In October 1963 Nelson Mandela joined Bernstein, Goldberg and seven others accused of sabotage in what became known as the Rivonia Trial, which stirred anti-Semitic responses. Criminal Investigation Chief R. J. van den Bergh made reference to the raid in a speech in which he stated that foes of apartheid might be "instruments of Jews."

On June 11, 1964 Nelson Mandela and seven others, including Goldberg, were convicted and the next day they were sentenced to life imprisonment. Goldberg was sent to Pretoria Prison because he was white while the others went to Robben Island. Bernstein was acquitted for lack of evidence.

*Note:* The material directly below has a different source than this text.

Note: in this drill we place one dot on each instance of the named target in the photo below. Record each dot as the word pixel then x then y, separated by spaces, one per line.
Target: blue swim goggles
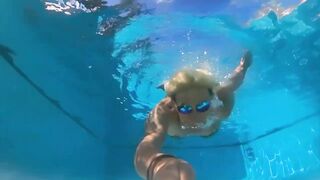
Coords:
pixel 201 107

Also radicalized by the Sharpeville massacre was Ronnie Kasrils, who was a founding member of Umkhonto we Sizwe and was appointed its Chief of Intelligence in 1983. He held various cabinet positions in the post-apartheid governments of Nelson Mandela and Thabo Mbeki between 1994 and 2008.

During the mid-1960s, some 30 white anti-apartheid activists served prison sentences ranging from three years to life on account of their underground political activities. Twelve of these were Jewish.

Yes, there were those in the Jewish community who condoned the system of racial segregation, or looked the other way, though few voted for the Afrikaner-based National Party, the architect of apartheid, which took power after 1948.

Jews had to tread warily in a country governed by people who looked askance at them. The governing party was home to many anti-Semites who had admired Hitler and the Nazis during World War II.

Still, the best-known leaders of the opposition in the South African parliament were Jewish, including Harry Schwarz, who had been a defence counsel at the Rivonia trial, and Helen Suzman, who from 1961 to 1974 was the sole elected representative of the Progressive Party.

She was regularly jeered in the House of Assembly with taunts such as "Go back to Israel." Schwartz became South Africa's ambassador to the United States when apartheid was dismantled.

Within the white population of South Africa, none had a record as good as that of the Jewish community.